I laboured with just entonox and hypnobirthing techniques for about 3 hours, with Christophe helping with the “3-2-1 relax” guide in particular, but a steady rhythm of contractions still wasn’t happening (was more of a foxtrot than a steady metronome) and I was getting very tired – I had only managed to get two hours sleep on Tuesday and really nothing since, plus I’d not eaten in quite a long time, so the midwife did an artificial rupture of the membranes early in the early hours of Friday morning to try and pick up the pace a bit. That worked, to the extent that the contractions got longer and stronger but, you guessed it, no steady rhythm. However, this was marked down as the time I officially went into labour, which is kind of amazing in retrospect, as my notes say I was only actually in labour for 15 hours!
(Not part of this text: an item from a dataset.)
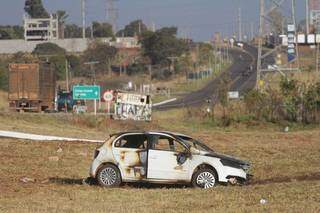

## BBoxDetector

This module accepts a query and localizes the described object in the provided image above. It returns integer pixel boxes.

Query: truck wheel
[97,164,122,188]
[192,168,218,189]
The gas and air gradually became less and less effective and eventually, I got to the stage where I wasn’t so much resting or sleeping between contractions as passing out from exhaustion, so I bypassed diamorphine and went for the epidural. We had a bit of a wait for the anaesthetist, so Christophe was managing to keep me kind of on the ball and the midwife managed to keep me sort of with it using chamomile as a sort of aromatherapy smelling salt.

That worked wonders, not just in terms of pain relief, but also it allowed me to get some sleep.

But, after several hours (not sure how many, time had ceased to have any meaning) there was still no steady rhythm to the contractions (in fact, they stopped completely for about 10 mins at one point) and I got stuck at 7cm dilation. With all that taken into account and the fact that Luke’s heart rate was starting to drop between contractions, I had an emergency caesarean and we finally met Luke at 18.42!

I know this straight-up sounds like one of those labour and birth horror stories – it’s certainly not what I had in my birth plan and I’m not going to pretend it wasn’t difficult – but overall I feel incredibly positive about it, not just because I got a healthy baby boy out of it at the end but because I never felt that things were completely out of my control, or particularly scared or panicked.

More than anything, though, I wanted to say thank you as I am so glad that we took your hypnobirthing class; I really don’t think I would have known how to cope without it and it could have been quite a harrowing experience. I felt really confident that I had the tools to get me through and I was even able to crack jokes for quite a long time (not sure how good they were in real life, but the drugs and exhaustion ensured I thought they were pretty funny and everyone else at least humoured me!). Even on the operating table, I was still feeling super calm and confident. I also used some rhythmic breathing to help bond with Luke and keep him calm when we were in the observation unit together.